In responding to that escalatory step, it is also important to remember that Putin’s future actions will directly depend on the strength and resolve of our reaction. In effect, that modus operandi has always been simple and straightforward: if his blackmail succeeds and his opponent shows weakness or a willingness to appease, a new and more severe escalation of violence and violations will inevitably follow. If, on the contrary, adequate measures to deter Russia and reduce its aggressive potential are taken, Putin will stop. Therefore, the response to the Kremlin’s current nuclear blackmail and threats must include tougher sanctions and increased military assistance to the party defending itself, its people and the principles of the Charter of the United Nations.

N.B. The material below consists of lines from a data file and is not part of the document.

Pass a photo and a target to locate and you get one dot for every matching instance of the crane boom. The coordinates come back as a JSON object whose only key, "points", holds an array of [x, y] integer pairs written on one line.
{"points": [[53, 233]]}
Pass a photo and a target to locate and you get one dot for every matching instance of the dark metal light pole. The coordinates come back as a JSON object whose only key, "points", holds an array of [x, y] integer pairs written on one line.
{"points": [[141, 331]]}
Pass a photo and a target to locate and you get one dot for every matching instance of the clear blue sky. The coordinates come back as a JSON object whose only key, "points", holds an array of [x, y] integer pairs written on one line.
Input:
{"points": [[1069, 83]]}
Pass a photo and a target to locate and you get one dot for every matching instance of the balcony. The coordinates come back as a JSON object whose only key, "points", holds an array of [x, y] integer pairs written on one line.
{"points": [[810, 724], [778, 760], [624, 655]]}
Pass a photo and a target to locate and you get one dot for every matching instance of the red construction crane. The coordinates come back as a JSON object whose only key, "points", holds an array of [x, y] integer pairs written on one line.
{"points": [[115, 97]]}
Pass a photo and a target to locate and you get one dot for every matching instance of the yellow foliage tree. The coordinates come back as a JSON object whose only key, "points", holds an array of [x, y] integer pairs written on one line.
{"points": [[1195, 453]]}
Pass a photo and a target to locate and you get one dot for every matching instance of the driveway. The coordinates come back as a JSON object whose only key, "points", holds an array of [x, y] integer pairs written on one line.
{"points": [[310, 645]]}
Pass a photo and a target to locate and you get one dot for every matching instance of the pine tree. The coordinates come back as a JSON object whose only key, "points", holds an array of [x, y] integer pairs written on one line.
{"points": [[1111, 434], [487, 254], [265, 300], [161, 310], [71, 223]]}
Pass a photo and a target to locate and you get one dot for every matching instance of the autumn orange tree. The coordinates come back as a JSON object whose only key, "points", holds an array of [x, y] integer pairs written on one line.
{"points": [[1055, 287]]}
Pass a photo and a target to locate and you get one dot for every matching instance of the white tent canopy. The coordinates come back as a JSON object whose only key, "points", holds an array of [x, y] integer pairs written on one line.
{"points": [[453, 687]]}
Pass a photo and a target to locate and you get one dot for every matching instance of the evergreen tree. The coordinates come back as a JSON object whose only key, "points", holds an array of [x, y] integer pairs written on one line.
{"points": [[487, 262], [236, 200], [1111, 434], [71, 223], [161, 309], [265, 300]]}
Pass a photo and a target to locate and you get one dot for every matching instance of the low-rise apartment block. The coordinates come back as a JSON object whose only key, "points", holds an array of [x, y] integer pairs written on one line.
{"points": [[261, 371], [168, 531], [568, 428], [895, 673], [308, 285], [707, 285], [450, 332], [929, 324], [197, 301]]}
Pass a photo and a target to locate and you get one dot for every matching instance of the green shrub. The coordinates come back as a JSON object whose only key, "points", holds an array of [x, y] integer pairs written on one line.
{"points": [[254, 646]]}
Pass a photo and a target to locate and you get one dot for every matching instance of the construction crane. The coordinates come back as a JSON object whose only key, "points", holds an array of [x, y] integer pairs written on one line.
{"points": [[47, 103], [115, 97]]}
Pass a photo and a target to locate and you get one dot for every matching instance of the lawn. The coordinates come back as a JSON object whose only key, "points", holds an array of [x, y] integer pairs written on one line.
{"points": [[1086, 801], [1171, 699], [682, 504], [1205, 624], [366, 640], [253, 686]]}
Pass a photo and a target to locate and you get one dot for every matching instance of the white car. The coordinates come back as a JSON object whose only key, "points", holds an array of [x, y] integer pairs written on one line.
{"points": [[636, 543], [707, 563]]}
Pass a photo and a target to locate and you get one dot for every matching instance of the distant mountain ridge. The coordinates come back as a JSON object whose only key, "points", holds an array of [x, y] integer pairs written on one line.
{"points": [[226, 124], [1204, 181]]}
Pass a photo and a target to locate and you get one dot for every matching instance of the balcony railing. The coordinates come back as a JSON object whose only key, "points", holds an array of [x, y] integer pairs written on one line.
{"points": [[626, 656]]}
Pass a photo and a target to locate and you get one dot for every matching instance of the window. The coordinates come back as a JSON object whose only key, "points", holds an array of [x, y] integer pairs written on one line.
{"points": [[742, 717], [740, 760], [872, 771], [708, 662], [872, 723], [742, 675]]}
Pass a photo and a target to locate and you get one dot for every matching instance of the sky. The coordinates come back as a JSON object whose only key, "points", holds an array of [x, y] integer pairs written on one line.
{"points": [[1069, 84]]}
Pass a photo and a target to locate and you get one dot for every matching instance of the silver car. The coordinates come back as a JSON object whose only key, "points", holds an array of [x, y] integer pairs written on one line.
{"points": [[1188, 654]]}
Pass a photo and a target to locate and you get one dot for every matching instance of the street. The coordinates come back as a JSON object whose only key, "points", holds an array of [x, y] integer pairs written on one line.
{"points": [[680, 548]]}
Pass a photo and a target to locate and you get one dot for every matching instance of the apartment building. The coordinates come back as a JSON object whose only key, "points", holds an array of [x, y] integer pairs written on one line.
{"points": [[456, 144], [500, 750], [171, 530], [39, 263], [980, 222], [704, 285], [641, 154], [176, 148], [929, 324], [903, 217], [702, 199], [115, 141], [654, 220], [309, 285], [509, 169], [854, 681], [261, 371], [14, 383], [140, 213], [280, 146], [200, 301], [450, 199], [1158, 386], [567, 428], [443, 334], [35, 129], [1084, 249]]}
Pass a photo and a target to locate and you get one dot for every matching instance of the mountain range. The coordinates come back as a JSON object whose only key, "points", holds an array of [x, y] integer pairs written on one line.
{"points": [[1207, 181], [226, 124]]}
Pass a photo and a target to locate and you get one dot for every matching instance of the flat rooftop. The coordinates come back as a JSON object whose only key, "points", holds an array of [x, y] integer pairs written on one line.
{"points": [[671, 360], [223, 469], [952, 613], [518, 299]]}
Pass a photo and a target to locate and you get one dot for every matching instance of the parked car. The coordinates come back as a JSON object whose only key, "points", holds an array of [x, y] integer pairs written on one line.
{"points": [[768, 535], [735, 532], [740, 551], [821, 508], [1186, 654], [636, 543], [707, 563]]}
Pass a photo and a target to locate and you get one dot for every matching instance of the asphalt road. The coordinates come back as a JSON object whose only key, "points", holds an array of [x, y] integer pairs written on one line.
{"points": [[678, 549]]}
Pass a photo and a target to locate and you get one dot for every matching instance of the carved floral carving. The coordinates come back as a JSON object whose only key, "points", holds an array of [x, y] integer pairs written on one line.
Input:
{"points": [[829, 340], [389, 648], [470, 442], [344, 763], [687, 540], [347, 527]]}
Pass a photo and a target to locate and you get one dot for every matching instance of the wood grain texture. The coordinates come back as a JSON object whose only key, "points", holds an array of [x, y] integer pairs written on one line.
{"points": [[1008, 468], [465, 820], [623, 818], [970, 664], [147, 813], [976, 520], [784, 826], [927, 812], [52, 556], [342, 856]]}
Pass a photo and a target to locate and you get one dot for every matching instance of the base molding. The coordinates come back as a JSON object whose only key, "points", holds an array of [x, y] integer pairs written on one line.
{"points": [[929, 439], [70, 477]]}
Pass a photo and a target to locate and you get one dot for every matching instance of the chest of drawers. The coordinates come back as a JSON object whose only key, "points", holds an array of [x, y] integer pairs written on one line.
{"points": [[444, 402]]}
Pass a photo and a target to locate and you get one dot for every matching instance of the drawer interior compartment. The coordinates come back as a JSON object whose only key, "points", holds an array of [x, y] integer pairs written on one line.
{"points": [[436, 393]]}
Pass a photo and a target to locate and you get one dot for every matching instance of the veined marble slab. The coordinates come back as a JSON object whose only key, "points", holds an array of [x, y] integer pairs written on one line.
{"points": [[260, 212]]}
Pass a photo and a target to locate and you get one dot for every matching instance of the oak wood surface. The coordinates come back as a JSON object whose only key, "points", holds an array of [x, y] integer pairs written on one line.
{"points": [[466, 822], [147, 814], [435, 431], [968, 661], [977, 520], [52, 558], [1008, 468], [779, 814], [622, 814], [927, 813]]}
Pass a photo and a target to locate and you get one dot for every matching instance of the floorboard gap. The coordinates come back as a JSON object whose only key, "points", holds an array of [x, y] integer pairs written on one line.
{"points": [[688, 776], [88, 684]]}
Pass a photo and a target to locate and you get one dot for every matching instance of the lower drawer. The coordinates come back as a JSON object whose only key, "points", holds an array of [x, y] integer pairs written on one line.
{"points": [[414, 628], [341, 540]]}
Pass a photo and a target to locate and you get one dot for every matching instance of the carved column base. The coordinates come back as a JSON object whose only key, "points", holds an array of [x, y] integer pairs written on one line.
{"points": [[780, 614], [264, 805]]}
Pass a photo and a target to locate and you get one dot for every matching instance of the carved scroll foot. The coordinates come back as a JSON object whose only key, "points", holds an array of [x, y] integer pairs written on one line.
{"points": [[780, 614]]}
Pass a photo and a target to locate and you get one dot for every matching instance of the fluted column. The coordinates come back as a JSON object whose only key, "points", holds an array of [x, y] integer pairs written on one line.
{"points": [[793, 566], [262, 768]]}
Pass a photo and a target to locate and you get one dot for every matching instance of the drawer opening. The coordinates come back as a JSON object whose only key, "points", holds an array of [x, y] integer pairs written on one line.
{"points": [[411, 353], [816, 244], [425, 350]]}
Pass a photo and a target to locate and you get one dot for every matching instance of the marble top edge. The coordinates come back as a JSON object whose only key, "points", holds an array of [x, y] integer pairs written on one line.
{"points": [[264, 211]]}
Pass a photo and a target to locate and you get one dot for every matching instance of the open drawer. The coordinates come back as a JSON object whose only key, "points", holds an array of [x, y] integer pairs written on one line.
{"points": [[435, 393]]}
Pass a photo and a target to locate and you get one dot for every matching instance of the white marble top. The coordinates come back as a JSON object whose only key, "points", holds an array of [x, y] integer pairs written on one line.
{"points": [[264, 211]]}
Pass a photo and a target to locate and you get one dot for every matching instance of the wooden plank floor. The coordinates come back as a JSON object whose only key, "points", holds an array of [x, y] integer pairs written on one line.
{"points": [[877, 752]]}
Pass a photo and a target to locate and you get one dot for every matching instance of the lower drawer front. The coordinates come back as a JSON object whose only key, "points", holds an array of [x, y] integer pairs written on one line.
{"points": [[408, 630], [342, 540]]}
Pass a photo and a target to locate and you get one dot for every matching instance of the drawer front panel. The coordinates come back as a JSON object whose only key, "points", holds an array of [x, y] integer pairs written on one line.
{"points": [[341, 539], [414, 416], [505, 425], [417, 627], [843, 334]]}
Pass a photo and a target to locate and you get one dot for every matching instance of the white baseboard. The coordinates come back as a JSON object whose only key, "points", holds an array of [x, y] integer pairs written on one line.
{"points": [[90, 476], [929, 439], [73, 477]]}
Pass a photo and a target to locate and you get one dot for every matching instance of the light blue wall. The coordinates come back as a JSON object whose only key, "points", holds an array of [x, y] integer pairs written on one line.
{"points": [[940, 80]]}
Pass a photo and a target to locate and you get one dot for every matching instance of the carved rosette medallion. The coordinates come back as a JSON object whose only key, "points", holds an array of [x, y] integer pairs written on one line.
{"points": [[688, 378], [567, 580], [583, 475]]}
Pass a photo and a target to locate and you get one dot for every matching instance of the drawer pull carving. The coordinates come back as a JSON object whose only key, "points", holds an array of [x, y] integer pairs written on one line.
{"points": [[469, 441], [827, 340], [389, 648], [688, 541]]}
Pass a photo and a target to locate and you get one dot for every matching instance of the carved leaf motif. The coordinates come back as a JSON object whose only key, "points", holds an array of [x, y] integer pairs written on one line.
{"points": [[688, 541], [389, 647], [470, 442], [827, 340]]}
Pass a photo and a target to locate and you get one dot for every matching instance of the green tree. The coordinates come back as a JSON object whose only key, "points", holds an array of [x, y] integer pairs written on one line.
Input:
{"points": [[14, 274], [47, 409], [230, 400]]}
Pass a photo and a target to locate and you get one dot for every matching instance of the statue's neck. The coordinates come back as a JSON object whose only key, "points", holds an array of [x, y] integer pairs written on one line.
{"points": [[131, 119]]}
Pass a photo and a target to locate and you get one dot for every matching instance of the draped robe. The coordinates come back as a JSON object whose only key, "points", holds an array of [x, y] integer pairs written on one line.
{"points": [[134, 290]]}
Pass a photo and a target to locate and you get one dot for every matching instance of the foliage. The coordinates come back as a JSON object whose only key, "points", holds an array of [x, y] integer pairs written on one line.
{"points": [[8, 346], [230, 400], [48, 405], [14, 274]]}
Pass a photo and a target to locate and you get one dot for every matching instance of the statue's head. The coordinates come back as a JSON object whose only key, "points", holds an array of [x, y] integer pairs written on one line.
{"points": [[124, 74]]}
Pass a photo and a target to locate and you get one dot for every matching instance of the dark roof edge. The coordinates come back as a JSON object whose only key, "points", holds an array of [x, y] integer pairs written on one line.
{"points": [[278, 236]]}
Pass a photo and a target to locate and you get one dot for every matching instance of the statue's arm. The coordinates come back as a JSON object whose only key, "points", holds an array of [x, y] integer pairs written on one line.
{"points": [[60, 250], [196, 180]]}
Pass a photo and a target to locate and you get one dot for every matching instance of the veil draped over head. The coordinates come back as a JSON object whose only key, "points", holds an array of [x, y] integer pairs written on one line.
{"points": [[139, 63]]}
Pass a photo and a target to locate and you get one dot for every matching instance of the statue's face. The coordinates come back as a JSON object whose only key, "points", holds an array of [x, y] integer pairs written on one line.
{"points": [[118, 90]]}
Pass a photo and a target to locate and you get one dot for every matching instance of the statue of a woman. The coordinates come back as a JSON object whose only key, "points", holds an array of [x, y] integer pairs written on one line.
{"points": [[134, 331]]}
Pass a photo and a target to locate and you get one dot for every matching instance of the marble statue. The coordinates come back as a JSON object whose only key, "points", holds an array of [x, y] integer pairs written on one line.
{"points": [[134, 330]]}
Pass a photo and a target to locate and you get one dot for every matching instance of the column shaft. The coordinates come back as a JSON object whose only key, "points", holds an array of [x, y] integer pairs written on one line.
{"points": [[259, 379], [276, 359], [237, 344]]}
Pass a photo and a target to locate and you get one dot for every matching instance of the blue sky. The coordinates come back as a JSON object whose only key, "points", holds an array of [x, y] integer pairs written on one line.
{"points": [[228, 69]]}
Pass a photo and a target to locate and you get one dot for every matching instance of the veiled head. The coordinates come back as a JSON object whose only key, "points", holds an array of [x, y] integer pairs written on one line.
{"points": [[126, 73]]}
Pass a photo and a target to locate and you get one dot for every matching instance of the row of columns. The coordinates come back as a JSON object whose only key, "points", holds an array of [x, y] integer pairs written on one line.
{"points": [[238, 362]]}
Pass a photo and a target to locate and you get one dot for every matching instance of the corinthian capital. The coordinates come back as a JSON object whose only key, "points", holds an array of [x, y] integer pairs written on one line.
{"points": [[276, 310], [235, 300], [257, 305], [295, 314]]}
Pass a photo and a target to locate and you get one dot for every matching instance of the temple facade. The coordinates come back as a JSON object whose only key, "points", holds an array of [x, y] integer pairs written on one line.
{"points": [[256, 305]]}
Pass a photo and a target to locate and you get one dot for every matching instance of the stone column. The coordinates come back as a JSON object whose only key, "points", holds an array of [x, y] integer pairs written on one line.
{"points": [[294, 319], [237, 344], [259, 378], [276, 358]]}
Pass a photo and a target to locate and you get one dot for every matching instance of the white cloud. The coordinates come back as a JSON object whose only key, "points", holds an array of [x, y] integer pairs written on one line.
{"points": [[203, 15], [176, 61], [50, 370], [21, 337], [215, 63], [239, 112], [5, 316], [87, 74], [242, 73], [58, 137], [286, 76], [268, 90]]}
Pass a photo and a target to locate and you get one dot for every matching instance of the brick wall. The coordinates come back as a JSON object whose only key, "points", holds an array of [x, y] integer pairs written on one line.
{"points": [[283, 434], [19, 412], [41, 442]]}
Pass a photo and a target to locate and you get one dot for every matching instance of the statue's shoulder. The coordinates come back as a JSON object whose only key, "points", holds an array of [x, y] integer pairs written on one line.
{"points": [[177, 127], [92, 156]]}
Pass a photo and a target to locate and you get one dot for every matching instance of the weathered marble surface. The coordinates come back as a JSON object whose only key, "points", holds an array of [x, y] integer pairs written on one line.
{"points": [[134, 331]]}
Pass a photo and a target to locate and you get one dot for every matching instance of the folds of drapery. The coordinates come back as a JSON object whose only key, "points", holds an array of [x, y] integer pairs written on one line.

In that context, we do not accept concerns about strengthening Ukraine’s capacities to strike military targets on Russian territory as allegedly amounting to “escalation”. Such labelling either demonstrates a complete misunderstanding of the conflict’s nature and current developments on the ground or serves as manipulation in the aggressor’s interest.
It was from Russian territory that the full-scale invasion began in February 2022. It is on Russian territory that new military units are being formed to occupy and destroy Ukrainian cities and kill Ukrainian people. It is on Russian territory that the production of deadly weapons is accelerating — weapons that will be used not only against Ukraine, despite the illusions of those hoping to buy a few years of peace at the expense of Ukraine’s existence. Finally, it is from Russian territory that missiles, drones and guided aerial bombs are being launched daily, killing Ukrainians and destroying our critical infrastructure. That includes the launching of drones from Iran and missiles from the Democratic People’s Republic of Korea, enabling those rogue States to test their weaponry. More than 11,500 missiles have been launched against Ukraine since February 2022, and more than 33,000 guided aerial bombs have been deployed. Over the past four days alone, 495 uncrewed aerial vehicles were launched by Russia, along with Iskander ballistic missiles and Kh-59/69 guided air-to-surface missiles.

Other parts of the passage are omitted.